For such an assault on the Constitution and the very foundation of Philippine republicanism, a motion for reconsideration as the next course of action would be a copout for Congress. But initiating impeachment proceedings against the erring justices will afford an opportunity to let out the folly of the unfortunate decision they arrived at in the comfort of their secret chambers.

Or, at the very least, the Senate can call the Palace bluff or threat of a constitutional crisis that may result from all and any of its proceedings or activities including legislations being rendered null if traceable to the supposedly infirm Senate Rules.

And by the way, where are the “fast draw” impeachment competitors, Lozano and Pulido?

Wednesday, March 26, 2008

Neri v.

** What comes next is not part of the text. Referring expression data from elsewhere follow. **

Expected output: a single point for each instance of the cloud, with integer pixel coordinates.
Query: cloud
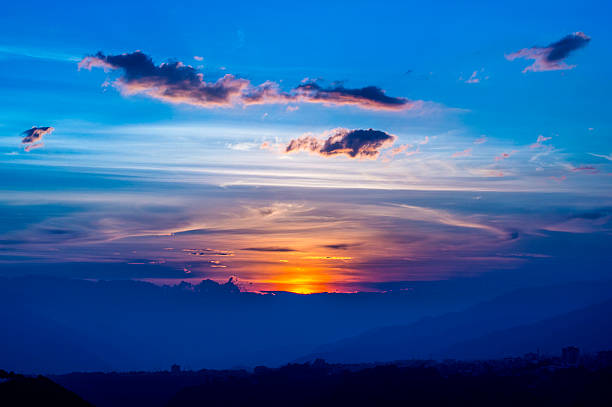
(465, 153)
(539, 141)
(369, 97)
(352, 143)
(32, 138)
(175, 82)
(551, 57)
(269, 249)
(587, 169)
(605, 157)
(339, 246)
(503, 156)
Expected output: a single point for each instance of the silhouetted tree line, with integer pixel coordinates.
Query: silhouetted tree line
(320, 384)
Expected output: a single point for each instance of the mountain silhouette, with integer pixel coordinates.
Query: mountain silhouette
(17, 390)
(434, 337)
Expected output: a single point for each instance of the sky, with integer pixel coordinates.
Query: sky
(336, 146)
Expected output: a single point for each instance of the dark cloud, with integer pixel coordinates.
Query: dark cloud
(353, 143)
(339, 246)
(32, 138)
(176, 82)
(368, 97)
(551, 57)
(269, 249)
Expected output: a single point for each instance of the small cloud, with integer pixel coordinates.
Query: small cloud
(551, 57)
(424, 141)
(605, 157)
(587, 169)
(473, 78)
(503, 156)
(539, 141)
(32, 138)
(465, 153)
(352, 143)
(242, 146)
(481, 140)
(559, 179)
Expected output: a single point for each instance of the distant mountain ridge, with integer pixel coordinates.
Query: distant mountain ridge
(435, 337)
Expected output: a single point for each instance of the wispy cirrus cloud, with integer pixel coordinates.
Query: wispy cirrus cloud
(352, 143)
(551, 57)
(175, 82)
(32, 138)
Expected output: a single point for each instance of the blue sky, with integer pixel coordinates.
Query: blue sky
(123, 168)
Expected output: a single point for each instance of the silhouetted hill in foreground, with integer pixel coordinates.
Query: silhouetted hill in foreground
(464, 334)
(391, 385)
(58, 325)
(548, 380)
(17, 390)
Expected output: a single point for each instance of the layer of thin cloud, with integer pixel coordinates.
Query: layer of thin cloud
(352, 143)
(175, 82)
(32, 138)
(552, 57)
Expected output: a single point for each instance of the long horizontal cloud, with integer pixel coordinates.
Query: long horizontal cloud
(176, 82)
(551, 57)
(352, 143)
(32, 138)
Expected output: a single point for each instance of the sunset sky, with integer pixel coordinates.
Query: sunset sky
(352, 148)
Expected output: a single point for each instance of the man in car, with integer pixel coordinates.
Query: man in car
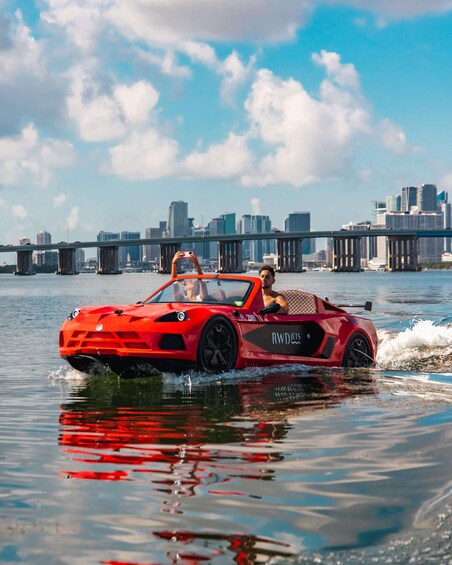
(193, 290)
(270, 296)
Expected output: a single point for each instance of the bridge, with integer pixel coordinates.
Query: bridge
(402, 250)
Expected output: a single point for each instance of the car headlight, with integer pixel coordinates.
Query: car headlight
(179, 316)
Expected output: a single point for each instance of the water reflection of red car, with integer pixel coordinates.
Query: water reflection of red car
(194, 447)
(226, 328)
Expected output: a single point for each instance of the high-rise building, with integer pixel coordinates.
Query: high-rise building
(129, 254)
(378, 208)
(178, 219)
(229, 222)
(366, 251)
(426, 197)
(301, 221)
(255, 250)
(46, 258)
(152, 252)
(215, 227)
(202, 248)
(445, 208)
(409, 198)
(430, 248)
(394, 203)
(106, 236)
(43, 238)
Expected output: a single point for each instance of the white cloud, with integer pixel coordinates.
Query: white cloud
(312, 139)
(391, 136)
(25, 159)
(18, 211)
(167, 62)
(101, 116)
(82, 20)
(144, 156)
(23, 54)
(59, 200)
(235, 73)
(344, 75)
(27, 88)
(168, 23)
(232, 69)
(160, 22)
(201, 53)
(397, 9)
(222, 160)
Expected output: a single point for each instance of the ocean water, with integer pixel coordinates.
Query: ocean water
(289, 464)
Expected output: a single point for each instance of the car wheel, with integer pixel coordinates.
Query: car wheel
(358, 352)
(86, 364)
(217, 347)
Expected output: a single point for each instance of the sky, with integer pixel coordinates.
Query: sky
(112, 109)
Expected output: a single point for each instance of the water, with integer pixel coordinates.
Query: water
(290, 464)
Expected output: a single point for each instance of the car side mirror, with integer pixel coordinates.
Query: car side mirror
(270, 309)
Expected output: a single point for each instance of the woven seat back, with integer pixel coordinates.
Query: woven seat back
(300, 302)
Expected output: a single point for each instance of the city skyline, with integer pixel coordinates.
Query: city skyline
(107, 117)
(414, 208)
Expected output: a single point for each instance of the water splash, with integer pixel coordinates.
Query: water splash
(425, 346)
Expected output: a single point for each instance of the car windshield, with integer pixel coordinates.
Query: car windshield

Senate, a bad decision

[Neri v. Senate Committee] is really bad decision. It pays lip service to the doctrines laid down in Ermita and expands executive privilege to the detriment of legislative inquiry and right to public information. - by Prof. Edwin Lacierda (per mlq3)

In an earlier entry, I have submitted that the Supreme Court in Francisco, Jr. v. House of Representatives has practically crippled the impeachment process by adopting the Bernasian reading of “initiate” under Article XI, Section 3 of the Constitution in lieu of the interpretation of the House of Representatives, and taking up what it supposed as its “activist” role, declared such interpretation of a coordinate branch, contained in the House Impeachment Rules, unconstitutional. Under the impeachment gun then was Hilario Davide, Jr. and so the robed gang huddled together and quite expectedly hailed their Chief - at the expense of the Constitution. Francisco, I concluded, is therefore the father of Lozano and Pulido.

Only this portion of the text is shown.